Friday was a great day for league and just to be with the team. Despite missing the dinner with the CS department, going to E-Lanes definitely was worth it. Tot had a really fantastic game, which pulled us through to 3rd place in the league standings. It was our first time to score on each set, and the second week that we garnered 6 points. Moreover, it was just nice to hangout with Tot and Jaki after such a hectic week, and also the rest of the team too.
Going home from E-Lanes, I knew today (Saturday) was going to be loads different. Certain stuff on my mind bothered me already before I slept... and waking up this morning, I started the day awfully with my convo with Mat. I duno what to think of the problem really... I'm not being "martyr", it's just that probably I duno whether I should still go out of my way again... Probably I'm still hurt about stuff... maybe the thought of what happened still gets to me...

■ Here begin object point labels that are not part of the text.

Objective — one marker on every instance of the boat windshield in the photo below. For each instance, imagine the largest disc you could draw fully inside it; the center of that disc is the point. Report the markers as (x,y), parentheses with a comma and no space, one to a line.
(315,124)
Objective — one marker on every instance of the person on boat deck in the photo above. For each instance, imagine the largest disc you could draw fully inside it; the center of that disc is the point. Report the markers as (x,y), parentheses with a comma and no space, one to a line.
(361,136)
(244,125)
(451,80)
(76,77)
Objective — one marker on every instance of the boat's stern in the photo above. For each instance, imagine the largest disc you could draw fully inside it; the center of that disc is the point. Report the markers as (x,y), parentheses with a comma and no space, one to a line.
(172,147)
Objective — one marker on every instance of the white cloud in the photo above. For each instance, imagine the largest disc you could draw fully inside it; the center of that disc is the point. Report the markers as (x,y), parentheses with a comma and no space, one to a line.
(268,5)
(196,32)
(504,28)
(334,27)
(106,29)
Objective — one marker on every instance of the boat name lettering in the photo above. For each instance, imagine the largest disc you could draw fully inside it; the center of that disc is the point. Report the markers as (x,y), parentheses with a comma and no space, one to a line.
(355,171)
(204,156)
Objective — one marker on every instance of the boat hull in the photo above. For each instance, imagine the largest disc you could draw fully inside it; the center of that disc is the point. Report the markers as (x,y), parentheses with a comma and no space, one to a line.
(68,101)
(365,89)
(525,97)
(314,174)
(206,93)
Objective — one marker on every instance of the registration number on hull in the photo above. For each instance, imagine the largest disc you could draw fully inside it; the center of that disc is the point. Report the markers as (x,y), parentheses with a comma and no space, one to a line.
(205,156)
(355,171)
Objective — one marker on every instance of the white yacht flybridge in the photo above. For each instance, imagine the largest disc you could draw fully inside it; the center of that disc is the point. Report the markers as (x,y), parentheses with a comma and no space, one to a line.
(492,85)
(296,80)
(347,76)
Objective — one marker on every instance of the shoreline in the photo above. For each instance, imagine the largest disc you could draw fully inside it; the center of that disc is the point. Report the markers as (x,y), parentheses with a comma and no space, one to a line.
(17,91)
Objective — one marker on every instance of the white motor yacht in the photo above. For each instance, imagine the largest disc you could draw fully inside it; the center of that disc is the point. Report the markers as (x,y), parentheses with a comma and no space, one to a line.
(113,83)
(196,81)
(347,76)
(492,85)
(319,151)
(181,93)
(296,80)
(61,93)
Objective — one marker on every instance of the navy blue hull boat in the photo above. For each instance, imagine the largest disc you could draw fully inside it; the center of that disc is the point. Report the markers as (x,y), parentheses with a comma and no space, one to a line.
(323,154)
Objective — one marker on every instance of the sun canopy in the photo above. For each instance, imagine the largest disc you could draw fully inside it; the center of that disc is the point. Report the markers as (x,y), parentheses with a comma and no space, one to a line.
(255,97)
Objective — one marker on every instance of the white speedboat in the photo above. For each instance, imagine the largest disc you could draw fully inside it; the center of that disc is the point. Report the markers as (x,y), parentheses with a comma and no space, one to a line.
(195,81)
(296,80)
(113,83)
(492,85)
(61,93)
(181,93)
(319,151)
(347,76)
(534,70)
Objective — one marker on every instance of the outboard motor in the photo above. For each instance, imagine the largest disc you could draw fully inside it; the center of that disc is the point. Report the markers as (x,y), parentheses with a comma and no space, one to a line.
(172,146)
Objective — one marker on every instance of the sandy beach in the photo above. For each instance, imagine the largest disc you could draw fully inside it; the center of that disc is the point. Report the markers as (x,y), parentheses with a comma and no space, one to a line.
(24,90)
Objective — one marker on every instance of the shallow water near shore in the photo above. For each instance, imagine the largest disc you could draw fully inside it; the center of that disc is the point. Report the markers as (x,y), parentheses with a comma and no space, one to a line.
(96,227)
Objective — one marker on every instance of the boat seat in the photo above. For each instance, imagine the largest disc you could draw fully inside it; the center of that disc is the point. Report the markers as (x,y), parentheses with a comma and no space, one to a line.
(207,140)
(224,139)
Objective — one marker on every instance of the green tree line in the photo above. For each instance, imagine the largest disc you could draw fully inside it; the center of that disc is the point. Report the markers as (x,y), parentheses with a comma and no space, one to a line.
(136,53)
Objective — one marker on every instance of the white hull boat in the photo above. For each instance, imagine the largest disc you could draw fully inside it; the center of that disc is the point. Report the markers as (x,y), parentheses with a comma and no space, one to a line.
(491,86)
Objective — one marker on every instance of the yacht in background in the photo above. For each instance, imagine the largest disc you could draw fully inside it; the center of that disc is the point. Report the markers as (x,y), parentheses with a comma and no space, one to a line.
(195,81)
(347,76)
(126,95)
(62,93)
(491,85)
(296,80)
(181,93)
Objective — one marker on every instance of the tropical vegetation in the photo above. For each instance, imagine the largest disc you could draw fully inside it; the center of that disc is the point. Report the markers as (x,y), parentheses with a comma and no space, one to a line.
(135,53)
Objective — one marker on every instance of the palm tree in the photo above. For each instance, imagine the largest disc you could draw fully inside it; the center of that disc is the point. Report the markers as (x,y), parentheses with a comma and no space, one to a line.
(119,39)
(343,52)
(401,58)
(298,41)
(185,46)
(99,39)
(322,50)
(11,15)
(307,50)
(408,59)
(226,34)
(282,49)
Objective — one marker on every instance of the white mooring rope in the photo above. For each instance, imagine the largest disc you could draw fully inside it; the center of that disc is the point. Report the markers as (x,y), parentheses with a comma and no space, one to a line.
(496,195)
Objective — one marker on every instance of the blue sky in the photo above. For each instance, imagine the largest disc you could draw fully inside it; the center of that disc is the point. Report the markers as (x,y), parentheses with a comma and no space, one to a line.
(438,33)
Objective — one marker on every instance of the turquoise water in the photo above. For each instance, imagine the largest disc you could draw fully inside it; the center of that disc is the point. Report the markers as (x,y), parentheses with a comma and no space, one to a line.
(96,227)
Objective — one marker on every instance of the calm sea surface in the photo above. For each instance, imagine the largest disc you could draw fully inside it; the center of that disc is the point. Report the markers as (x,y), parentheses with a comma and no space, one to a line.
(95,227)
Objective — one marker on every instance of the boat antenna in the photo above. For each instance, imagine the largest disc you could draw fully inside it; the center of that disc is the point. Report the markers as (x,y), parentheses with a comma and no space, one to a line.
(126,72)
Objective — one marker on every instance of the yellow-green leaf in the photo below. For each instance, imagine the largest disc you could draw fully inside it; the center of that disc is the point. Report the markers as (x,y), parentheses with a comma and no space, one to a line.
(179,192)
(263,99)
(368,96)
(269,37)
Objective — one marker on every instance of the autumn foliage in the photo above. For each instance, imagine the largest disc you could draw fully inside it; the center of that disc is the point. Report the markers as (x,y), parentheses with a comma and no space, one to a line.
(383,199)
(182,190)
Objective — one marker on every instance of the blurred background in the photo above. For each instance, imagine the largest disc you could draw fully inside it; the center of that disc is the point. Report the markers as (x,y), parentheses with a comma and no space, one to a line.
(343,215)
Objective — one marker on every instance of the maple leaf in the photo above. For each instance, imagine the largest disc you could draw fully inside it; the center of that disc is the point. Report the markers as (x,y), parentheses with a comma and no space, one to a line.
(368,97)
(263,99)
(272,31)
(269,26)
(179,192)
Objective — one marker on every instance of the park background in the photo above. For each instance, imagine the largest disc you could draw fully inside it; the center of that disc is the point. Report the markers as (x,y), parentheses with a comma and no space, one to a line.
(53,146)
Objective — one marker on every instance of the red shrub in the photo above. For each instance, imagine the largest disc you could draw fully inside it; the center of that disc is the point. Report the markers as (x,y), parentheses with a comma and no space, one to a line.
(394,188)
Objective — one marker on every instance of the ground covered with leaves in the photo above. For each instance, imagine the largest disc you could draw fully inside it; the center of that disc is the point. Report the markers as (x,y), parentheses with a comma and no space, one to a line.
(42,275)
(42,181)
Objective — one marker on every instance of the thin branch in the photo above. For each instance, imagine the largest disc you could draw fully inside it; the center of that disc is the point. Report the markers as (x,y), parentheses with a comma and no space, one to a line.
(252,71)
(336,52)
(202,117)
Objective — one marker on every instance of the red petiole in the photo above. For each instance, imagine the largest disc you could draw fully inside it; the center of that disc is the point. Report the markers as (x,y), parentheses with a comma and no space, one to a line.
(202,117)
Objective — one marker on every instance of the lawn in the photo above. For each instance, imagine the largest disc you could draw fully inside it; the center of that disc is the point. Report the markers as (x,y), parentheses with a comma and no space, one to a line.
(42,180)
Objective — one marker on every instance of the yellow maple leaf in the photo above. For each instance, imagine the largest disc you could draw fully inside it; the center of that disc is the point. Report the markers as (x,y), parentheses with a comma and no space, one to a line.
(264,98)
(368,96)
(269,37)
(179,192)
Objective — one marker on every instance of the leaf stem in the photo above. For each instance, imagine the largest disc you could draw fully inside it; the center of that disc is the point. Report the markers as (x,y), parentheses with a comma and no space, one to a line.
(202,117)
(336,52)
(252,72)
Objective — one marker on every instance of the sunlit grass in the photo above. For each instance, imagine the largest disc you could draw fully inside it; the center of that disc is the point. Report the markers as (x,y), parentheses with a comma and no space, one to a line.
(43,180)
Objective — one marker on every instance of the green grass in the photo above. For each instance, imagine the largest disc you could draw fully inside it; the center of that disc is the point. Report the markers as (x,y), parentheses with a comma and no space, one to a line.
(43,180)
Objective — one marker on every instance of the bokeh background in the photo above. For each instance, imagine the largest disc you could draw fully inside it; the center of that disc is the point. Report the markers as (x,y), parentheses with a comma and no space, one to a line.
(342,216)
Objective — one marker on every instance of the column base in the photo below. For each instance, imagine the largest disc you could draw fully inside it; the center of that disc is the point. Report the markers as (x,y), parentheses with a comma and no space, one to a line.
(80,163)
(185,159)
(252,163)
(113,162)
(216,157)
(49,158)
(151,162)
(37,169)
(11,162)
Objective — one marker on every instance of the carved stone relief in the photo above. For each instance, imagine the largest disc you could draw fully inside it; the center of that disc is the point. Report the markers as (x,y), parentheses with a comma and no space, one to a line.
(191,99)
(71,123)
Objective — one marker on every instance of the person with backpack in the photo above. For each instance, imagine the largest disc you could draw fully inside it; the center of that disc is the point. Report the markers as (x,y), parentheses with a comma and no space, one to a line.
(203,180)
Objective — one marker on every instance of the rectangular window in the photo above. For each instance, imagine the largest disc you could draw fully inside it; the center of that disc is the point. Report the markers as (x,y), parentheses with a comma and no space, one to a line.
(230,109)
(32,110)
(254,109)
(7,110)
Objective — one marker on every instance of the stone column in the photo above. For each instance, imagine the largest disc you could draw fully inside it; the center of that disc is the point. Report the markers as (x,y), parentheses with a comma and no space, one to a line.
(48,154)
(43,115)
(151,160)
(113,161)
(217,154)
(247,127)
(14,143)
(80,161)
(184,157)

Later at Greenvalley, things turned for the worst. I just wanted to throw my ball away... My patience was really low and was so frustrated about bowling... and some other stuff. Maybe I thought bowling would ease all the confusion... but it really didn't help.
And it didn't help as well that shoti was having a bad day too... because it made me feel so useless that I couldn't help... He probably needed time alone, but I sorta felt pushed-away... and since my day was going bonkers just the same... I didn't handle things well again... I wish I could just be better, and stronger for shoti... but sometimes, I need shoti to be there for me too...
I duno but today the worst feeling I had was when I felt that people are just there when they need me... need me for school, for help, for this and that.... I really don't count the times that I help but maybe sometimes I'm afraid that's all that I'm about... helping people? Being liked because I help a lot? That friendship with people revolve around the help I give, and without that... I'll just be forgotten...
Lately I just miss hearing "Hey this happened to me" or "I had a great day" or "I'm sad because". I guess I miss friends that can just ask me "How are you feeling? What's the problem?" so that I don't have to go and say "I have a problem." I guess I just miss people who just want to talk or hang-out for no reason at all, and the reason just being that they enjoy my company.
I guess those are my insecurities as of late, and it's quite hard writing about them. But despite that I guess in a big way I also fear losing the helpful side... because maybe without the help I give, or without being nice... I'll just be alone.
P.S.This post is quite personal and if you do read it, please just keep it to yourself.